Remembering the Workhouse at the Vestry Museum

While the gentrification of Walthamstow Village continues apace with the addition of a wine bar (I'm not complaining), it was nice last weekend to be able to enjoy one of E17's long-lasting attractions, the Vestry House Museum.
The Vestry's current exhibition harks back to the former life of the building as a workhouse. Created in the early eighteenth century to reduce the burden on tax-payers of 'outdoor relief' (subsidies to the poor for rent and food), workhouses were built to provide an often permanent home for those not able to provide for themselves (as well as single-mothers, ostracised by religiously inspired prejudice).
The regime in Walthamstow was apparently relatively benign, at least compared with the near-slavery of other institutions. Nevertheless, the Vestry committee had to be over-hauled in 1779 when Churchwarden, Alexander Dalmahoy, was found to be spending “far beyond moderation” on fine food to make more pleasant the difficult meetings he held to determine how much gruel and stale bread should be doled out to the workhouse inmates.

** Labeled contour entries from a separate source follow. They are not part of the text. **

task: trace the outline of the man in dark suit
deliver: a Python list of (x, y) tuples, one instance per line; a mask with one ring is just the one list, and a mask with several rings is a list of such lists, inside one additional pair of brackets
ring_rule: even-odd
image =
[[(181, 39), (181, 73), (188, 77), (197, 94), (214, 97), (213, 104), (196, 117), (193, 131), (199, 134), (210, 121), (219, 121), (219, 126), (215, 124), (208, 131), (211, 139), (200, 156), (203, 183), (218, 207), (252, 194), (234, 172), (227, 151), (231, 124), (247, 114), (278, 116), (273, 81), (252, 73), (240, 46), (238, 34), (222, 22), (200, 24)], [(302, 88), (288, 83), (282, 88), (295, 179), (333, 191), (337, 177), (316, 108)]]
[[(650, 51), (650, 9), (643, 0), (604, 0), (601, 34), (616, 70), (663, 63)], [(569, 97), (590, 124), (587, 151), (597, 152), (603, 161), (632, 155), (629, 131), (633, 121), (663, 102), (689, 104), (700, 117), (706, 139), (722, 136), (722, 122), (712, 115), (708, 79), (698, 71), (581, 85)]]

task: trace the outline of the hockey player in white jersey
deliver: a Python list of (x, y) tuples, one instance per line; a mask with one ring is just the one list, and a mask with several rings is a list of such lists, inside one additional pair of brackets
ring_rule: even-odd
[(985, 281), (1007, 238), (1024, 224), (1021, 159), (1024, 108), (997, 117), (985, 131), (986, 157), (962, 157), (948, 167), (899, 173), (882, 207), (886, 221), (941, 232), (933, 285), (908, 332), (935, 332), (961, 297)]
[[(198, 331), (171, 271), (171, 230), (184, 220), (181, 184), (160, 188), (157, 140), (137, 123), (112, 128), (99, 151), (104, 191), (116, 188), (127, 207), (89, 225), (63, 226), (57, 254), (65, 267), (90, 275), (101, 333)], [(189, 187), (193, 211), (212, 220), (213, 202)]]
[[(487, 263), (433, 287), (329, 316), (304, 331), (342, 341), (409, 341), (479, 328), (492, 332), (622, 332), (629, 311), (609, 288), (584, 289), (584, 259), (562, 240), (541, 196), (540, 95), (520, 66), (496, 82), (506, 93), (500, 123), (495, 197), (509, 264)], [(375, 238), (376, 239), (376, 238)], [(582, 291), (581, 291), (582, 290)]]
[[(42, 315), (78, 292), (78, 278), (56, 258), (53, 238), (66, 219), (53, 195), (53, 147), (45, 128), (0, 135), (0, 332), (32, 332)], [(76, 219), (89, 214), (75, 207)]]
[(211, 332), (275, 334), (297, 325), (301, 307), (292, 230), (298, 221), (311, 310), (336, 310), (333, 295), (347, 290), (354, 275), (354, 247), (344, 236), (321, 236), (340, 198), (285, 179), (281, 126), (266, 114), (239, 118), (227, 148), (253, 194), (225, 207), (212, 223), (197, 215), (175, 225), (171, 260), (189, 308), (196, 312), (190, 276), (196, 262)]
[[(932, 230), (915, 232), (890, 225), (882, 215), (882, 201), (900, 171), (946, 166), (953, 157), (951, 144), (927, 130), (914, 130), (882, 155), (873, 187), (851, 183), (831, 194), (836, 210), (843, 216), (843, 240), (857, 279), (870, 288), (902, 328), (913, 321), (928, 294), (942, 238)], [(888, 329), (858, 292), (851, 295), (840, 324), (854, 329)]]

Walthamstow itself was still a village in this era, although its population had swollen to nearly 3,000 by 1800 as rich Londoners built themselves country houses just outside the capital, and created hundreds of servile jobs in the process. We are going through a different phase of wealth moving into the area at the moment, but as this pernicious Tory government continues to destroy universal welfare provision, it doesn't seem entirely ridiculous to imagine a new era of the workhouse.
There's no sign of that on Orford Road, however, and so after our little mid-afternoon educational trip my Dad and I repaired to In Vino Veritas to enjoy a refreshing glass of Chianti (me) and a chalky little sauvignon (him). Relaxed by the friendly service and the prospect of now being able to purchase decent wine on my doorstep, we recalled the experiences of my great aunt Elsie, who was employed in a post-war workhouse in Newport, just as the welfare state was being created that did away with such institutions and gave my parent's the opportunity to be the first in their families to benefit from a university education. How lucky we are.